Driving A Bi-Mode Train With Batteries

The bi-mode Aventra could have electricity from one of four power sources.

  • 25 KVAC overhead electrification.
  • 750 VDC third-rail electrification.
  • An onboard electricity generator powered by diesel fuel or hydrogen.
  • Batteries

So will the driver need to keep switching power sources?

I am a Control Engineer by training and optimising the best power to use is a typical problem for someone with my training and experience.

The train’s computer would take all the information about the route, timetable, signal settings, battery charge level, train loading, weather and other factors and drive the train automatically, with the driver monitoring everything thoroughly.

Aircraft have been flown in a similar fashion for decades.

I look in detail, at the mathematics of a bi-mode Aventra with batteries in Mathematics Of A Bi-Mode Aventra With Batteries.

I came to the following conclusions.

I am rapidly coming to the conclusion, that a 125 mph bi-mode train is a practical proposition.

  • It would need a controllable hydrogen or diesel power-pack, that could deliver up to 200 kW
  • Only one power-pack would be needed for a five-car train.
  • For a five-car train a battery capacity of 300 kWh would probably be sufficent.
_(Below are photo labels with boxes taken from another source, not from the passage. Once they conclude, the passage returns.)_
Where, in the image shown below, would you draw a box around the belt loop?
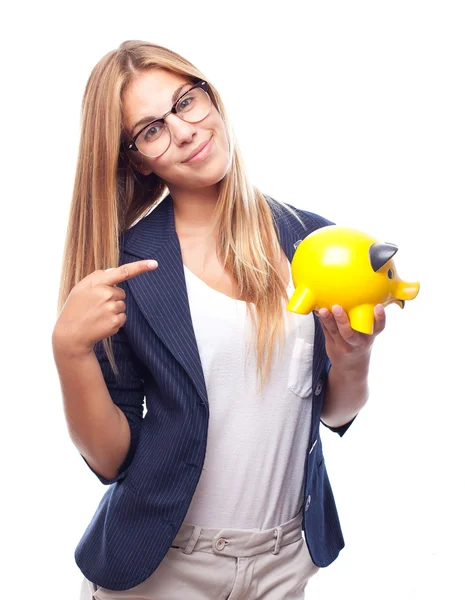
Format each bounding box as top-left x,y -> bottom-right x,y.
183,525 -> 202,554
271,525 -> 283,554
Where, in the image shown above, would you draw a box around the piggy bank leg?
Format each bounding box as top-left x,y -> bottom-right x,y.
348,304 -> 375,335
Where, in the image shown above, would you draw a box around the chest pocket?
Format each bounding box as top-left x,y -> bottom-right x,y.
287,337 -> 313,398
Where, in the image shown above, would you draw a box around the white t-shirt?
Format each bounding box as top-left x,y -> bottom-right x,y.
184,262 -> 314,530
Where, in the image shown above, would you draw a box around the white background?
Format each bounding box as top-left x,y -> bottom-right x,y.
1,0 -> 465,600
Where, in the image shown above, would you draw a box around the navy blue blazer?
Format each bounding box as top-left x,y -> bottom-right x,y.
75,195 -> 354,590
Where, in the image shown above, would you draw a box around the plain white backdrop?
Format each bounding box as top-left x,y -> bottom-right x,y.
1,0 -> 465,600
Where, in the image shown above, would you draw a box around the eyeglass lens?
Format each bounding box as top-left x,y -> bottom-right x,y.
136,88 -> 211,158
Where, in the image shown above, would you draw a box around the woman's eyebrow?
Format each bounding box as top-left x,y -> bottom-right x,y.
131,82 -> 191,135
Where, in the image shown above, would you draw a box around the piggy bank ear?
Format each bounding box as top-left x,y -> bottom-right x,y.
370,242 -> 399,271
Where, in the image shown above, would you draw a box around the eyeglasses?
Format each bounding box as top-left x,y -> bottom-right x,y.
126,80 -> 212,158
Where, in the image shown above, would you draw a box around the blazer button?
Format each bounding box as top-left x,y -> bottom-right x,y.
305,494 -> 312,510
215,538 -> 226,550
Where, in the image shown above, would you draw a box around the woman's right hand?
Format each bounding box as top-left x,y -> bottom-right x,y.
52,260 -> 158,356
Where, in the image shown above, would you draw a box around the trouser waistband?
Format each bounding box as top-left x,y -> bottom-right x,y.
171,511 -> 302,557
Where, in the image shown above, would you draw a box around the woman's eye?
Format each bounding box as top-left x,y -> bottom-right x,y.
144,125 -> 160,139
179,96 -> 192,110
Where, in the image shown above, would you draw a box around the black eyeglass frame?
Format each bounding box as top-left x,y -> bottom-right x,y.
125,79 -> 212,156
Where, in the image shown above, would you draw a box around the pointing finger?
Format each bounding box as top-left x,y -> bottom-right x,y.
103,260 -> 158,285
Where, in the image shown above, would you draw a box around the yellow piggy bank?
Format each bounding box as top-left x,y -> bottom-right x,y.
287,225 -> 420,334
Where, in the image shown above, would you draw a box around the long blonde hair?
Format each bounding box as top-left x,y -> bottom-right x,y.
58,40 -> 302,389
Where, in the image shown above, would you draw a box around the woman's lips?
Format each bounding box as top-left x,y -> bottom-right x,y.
185,136 -> 213,164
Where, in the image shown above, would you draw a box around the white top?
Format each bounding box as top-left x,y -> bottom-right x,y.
184,262 -> 314,530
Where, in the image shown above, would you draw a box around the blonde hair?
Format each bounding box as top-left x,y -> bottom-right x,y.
58,40 -> 302,389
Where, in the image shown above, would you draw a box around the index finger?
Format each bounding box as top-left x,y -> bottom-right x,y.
104,260 -> 158,285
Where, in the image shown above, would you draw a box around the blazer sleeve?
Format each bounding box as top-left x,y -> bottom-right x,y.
81,325 -> 145,485
320,356 -> 359,437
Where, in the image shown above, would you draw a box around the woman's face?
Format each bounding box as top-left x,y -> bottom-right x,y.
122,68 -> 230,190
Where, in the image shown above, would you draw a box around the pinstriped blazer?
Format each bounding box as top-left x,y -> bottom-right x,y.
74,195 -> 354,590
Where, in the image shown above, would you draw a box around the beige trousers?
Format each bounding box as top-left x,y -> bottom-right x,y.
80,512 -> 319,600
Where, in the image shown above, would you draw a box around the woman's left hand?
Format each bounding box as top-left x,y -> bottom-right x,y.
315,304 -> 386,370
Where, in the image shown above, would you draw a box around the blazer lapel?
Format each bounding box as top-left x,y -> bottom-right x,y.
122,194 -> 324,404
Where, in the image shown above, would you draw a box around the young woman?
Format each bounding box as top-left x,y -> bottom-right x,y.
52,41 -> 385,600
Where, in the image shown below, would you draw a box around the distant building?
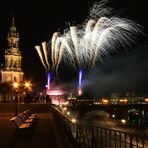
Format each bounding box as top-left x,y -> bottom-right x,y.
0,17 -> 24,83
0,17 -> 24,102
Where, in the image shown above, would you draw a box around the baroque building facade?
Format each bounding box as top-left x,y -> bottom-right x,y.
1,17 -> 24,83
0,17 -> 24,102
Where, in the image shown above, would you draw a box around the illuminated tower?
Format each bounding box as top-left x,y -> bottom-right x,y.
1,17 -> 24,83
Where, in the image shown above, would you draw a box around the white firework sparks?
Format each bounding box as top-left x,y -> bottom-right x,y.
51,1 -> 141,71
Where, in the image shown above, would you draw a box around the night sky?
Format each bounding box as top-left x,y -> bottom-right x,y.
0,0 -> 148,97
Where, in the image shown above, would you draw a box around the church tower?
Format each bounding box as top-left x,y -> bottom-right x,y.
1,17 -> 24,84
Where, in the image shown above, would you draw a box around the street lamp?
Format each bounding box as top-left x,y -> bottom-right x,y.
13,82 -> 18,116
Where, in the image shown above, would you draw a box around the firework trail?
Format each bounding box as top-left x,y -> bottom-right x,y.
35,46 -> 48,71
51,0 -> 142,71
42,42 -> 50,70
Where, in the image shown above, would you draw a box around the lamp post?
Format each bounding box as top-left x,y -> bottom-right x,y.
13,82 -> 18,116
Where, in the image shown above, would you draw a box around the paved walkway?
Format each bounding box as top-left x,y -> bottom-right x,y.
0,112 -> 65,148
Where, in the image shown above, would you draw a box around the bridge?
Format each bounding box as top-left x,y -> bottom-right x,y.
0,103 -> 148,148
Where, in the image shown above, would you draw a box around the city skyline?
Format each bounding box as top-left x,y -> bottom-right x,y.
0,0 -> 148,95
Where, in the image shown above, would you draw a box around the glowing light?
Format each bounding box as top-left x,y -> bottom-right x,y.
13,82 -> 19,88
78,70 -> 83,96
121,119 -> 126,124
71,118 -> 76,123
78,88 -> 82,96
102,99 -> 109,104
47,72 -> 51,90
51,1 -> 142,71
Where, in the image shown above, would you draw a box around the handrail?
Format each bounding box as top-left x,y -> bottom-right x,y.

From my past professional experience, I know that a computer model can be built, that would show the best onboard generator and battery sizes, and possibly a better operating strategy, for both individual routes and train operating companies.

Obviously, Bombardier have better data and more sophisticated calculations than I do.

Note, that everything I proposed, is well within the scope of modern engineering, so other companies like CAF and Stadler, who are actively involved in rail application of battery technology, could join the party.

This picture is a visualisation of a Stadler Class 755 train, which they are building for Greater Anglia.

Note the smaller third car, which contains the diesel engine of this hybrid train. Is there room for batteries as well?

I can’t find any information on the web about the power train of the Class 755 train, but this article in the Railway Gazette, describes another Stadler bi-mode Flirt, that Stadler are building for Italy.

This is said.

The units will be rated at 2 600 kW with a maximum speed of 160 km/h when operating from 3 kV DC electrification, and 700 kW with a maximum speed of 140 km/h when powered by the two Stage IIIB compliant Deutz TCD 16.0 V8 diesel engines.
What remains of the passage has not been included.